Patients and methods: We conducted a nationwide cohort study using data from the Nationwide Readmissions Database (NRD) from 2016 to 2019. We identified patients with acute cholecystitis during the index admission who underwent either PCT or ERCP-guided gallbladder drainage. Propensity score matching along with multivariable regression was used to compare cohorts.

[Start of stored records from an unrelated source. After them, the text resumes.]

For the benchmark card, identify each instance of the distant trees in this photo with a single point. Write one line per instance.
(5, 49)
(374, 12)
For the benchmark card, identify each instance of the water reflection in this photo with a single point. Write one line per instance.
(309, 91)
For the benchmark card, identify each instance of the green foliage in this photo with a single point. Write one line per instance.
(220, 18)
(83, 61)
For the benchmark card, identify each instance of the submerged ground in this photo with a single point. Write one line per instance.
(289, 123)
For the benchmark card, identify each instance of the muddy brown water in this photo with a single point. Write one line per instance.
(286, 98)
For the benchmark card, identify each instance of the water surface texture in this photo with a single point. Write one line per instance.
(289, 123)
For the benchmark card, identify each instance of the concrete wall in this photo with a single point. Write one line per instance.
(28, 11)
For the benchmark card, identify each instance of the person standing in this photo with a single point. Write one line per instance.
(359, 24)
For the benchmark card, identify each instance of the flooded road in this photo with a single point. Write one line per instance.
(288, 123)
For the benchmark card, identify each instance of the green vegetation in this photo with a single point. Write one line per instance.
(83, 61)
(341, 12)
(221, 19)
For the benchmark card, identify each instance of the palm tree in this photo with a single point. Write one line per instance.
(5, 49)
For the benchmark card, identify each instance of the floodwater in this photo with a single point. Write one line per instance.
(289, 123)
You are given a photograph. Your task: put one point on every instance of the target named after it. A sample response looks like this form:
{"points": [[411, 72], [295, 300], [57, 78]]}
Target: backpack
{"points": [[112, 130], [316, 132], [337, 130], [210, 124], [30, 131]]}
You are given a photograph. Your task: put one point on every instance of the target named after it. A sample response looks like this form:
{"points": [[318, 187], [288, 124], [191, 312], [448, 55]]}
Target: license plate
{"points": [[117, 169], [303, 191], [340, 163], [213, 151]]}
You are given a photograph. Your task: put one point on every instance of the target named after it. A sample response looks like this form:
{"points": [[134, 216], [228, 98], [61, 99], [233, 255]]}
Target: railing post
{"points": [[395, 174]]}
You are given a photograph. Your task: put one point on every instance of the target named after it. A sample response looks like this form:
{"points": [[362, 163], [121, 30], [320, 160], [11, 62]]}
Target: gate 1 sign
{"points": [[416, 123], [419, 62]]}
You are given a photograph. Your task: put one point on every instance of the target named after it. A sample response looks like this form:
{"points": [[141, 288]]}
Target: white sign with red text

Results: During the study period, 3,592 patients (average age 63.0 years) underwent endoscopic drainage, whereas 80,372 patients (average 70.8 years) underwent Interventional Radiology drainage. Utilizing multivariate Cox regression analysis, compared with ERCP, PCT had a higher risk for 30-day readmission (adjusted hazard ratio [aHR] 1.47; 95% confidence interval [CI] 1.27 to 1.71; P < 0.001). The PCT group had a significantly higher rate of readmission for acute cholecystitis compared with the ERCP group (2.72% vs 0.86%; P < 0.005). Cox proportional hazard ratio showed a 3.41-fold increased risk (95% CI 1.99 to 5.84) for readmission in the PCT group. ERCP was consistently associated with lower rates of post-procedural AEs compared with PCT including acute hypoxemic respiratory failure ( P < 0.001), acute renal failure ( P < 0.001), shock ( P < 0.001), and need for blood transfusions ( P < 0.001).
Conclusions: Our nationwide analysis revealed that ERCP-guided gallbladder drainage should be the preferred approach for managing acute cholecystitis when unfit for surgery.